O longa começa com Spence, um ator em franca decadência, fugindo do set de gravação. Depois de anos de boemia e escândalos, ele percebe que sua vida é um grande vazio. Sem amigos, sem família, sem o sucesso (longínquo) – e principalmente, sem lugar no mundo – Spence decide visitar a mãe (Eva Marie Saint), que ele não vê há 30 anos. O fato de que ela não o reconhece, quando ele sai do ônibus, é a comprovação de que o homem deixou uma vida de verdade ser consumida pelo mito do “glamour e sucesso” hollywoodiano.

E isso é um prato cheio para o politizado diretor Wim Wenders perguntar, muito sutilmente, quando foi que os EUA abandonaram a realidade e passaram a viver um blockbuster cheio de guerras e bombas - brilhantemente metaforizadas no temperamento agressivo do protagonista – no lugar dela. Essa América, que é mais cinema do que realidade, é retratada na busca de Spence pelo filho que ele não sabia que tinha. Informado pela mãe, ele parte atrás de Doreen (Jessica Lange), um antigo caso, e conhece o filho dela, Earl.

A pequena Butte habitada por eles parece saída de um clássico dos anos 40, tão artificial e tipicamente norte-americana. Contribui muito o apuro visual de Wenders, com fotografia e direção de arte irretocáveis.
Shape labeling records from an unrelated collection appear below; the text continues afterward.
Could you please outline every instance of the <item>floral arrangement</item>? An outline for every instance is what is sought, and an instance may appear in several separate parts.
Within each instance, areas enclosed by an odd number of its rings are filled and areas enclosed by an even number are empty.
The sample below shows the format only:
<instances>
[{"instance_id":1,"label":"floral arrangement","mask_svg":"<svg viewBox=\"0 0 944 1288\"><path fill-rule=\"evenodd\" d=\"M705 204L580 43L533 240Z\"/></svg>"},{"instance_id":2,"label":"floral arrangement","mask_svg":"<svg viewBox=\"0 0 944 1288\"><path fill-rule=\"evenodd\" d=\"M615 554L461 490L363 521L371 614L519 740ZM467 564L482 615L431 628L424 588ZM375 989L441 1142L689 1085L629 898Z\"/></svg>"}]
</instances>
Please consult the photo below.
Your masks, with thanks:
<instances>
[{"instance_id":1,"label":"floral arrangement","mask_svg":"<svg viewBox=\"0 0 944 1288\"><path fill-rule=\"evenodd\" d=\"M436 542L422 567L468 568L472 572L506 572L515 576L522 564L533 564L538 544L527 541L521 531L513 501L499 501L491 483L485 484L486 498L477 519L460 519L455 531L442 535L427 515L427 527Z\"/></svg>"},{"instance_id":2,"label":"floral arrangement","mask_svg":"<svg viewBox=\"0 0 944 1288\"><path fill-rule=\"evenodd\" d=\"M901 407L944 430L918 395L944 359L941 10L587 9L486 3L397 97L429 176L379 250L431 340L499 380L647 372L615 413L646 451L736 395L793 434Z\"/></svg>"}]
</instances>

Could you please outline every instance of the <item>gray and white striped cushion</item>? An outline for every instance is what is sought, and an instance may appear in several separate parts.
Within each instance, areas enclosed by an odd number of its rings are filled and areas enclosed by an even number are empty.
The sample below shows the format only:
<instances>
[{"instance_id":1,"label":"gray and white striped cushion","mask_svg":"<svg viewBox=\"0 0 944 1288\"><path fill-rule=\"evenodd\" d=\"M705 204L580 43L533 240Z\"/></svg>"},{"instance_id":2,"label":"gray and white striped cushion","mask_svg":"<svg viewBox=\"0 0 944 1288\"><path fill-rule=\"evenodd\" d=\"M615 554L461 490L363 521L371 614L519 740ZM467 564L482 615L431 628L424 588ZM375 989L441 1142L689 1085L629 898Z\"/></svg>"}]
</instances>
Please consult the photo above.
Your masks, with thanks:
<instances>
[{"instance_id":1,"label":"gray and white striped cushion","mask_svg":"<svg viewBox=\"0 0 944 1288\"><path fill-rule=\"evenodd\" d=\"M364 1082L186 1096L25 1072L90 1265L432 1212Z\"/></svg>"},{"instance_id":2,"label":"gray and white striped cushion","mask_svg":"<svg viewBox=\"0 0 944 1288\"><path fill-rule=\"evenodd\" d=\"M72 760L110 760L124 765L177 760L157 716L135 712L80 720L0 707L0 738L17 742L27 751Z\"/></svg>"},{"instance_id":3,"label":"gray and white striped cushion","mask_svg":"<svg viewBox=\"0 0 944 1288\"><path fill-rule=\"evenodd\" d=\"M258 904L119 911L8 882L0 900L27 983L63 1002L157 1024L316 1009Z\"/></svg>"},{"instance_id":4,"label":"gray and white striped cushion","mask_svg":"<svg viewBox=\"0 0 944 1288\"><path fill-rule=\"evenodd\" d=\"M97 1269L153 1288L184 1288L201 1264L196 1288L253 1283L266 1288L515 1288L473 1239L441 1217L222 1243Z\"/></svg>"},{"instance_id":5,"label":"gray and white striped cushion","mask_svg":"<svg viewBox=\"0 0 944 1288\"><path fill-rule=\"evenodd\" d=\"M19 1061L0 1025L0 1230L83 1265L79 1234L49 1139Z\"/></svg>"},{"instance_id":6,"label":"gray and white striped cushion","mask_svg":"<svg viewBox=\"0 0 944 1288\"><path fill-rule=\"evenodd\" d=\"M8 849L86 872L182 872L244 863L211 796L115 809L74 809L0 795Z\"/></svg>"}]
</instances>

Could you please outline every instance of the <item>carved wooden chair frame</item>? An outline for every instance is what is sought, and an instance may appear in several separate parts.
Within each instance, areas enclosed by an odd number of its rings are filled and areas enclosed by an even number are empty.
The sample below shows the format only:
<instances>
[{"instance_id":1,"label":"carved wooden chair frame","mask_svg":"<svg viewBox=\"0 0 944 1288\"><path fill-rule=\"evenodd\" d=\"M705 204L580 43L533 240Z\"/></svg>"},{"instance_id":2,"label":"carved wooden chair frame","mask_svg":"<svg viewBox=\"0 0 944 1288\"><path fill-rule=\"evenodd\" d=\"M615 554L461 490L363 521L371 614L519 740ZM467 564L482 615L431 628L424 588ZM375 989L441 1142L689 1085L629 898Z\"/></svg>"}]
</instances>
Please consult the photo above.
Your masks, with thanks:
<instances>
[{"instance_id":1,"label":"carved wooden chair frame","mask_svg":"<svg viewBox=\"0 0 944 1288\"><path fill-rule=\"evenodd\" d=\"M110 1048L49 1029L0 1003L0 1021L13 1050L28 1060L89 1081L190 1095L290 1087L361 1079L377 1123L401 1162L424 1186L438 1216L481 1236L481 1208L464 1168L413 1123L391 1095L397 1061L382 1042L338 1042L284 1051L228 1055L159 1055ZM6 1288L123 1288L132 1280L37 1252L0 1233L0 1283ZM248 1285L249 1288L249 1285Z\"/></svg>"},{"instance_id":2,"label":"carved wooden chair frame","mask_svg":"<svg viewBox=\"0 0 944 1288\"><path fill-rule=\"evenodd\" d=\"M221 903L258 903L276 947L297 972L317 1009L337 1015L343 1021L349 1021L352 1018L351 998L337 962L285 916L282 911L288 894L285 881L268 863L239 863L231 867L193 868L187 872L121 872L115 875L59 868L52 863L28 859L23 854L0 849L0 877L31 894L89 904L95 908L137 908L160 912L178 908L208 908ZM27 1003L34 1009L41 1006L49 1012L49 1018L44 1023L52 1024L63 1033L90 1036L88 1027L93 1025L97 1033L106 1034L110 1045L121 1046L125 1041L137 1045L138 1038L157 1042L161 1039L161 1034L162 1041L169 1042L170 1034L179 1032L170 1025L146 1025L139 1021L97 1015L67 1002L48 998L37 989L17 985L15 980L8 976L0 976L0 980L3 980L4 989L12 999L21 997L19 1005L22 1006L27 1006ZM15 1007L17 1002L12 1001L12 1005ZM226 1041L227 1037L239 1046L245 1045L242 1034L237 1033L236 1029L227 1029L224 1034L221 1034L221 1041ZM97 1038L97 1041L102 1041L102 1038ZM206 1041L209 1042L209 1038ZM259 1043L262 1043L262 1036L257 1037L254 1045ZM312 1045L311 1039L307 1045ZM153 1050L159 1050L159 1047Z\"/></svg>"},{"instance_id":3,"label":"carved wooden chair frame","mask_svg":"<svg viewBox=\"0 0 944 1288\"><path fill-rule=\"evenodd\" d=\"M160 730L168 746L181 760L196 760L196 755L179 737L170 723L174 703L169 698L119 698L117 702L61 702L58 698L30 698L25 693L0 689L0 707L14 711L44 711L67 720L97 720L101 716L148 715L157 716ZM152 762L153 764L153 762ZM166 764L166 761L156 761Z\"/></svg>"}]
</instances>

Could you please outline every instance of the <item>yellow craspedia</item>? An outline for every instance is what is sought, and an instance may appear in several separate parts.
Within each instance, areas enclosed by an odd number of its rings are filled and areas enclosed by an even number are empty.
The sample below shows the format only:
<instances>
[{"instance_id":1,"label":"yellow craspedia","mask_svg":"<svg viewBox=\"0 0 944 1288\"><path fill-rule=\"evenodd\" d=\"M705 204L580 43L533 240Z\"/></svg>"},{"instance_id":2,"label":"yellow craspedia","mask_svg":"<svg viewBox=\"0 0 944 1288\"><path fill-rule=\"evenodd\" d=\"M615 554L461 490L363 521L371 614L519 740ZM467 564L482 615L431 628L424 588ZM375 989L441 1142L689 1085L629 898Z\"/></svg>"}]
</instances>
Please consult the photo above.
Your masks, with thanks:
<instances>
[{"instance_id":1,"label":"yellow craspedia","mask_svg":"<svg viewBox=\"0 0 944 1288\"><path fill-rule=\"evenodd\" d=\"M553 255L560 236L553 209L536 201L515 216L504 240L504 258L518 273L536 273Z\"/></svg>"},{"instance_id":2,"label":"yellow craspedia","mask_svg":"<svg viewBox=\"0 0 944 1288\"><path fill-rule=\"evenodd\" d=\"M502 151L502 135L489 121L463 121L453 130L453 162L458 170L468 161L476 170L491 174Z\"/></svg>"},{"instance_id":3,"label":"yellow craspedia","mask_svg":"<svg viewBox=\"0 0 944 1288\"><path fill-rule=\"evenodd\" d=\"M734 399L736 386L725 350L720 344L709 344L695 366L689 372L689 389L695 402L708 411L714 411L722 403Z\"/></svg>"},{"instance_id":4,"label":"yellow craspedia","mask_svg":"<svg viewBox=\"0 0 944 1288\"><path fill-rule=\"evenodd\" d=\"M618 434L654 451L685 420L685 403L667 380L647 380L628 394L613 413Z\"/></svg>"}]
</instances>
As cenas passadas ali, e a própria interpretação de Lange (ótima, por sinal), são afetadamente cinematográficas – e quem conhece Wenders e sua paixão por cinema vai enxergar o talento dele aí.

O grande porém de "Estrela solitária" é que ele cai na armadilha que critica. O filme não se decide entre o roteiro clássico e melodramático (no bom sentido), escrito pelo ator e protagonista Sam Shepard, e a crítica metalinguística de Wenders. Some-se a isso o produtor vivido por Tim Roth, exageradamente caricaturizado, e temos um longa que podia ter sido. O filme se apóia na ótima trilha e na presença cativante de Sarah Polley (Minha vida sem mim). Sua personagem é a vida que aparece na frente de Spence e ele reluta em reconhecer. As cenas divididas pelos dois são as melhores e só o monólogo final dela soa forçado.

O que resulta disso é um filme que não envolve como "Flores partidas", de premissa semelhante; nem é contundente no "menos é mais" de sua narrativa, como "Ponto final". Não queria ter o frescor de um "Paris, Texas", mas não precisava passar tão longe.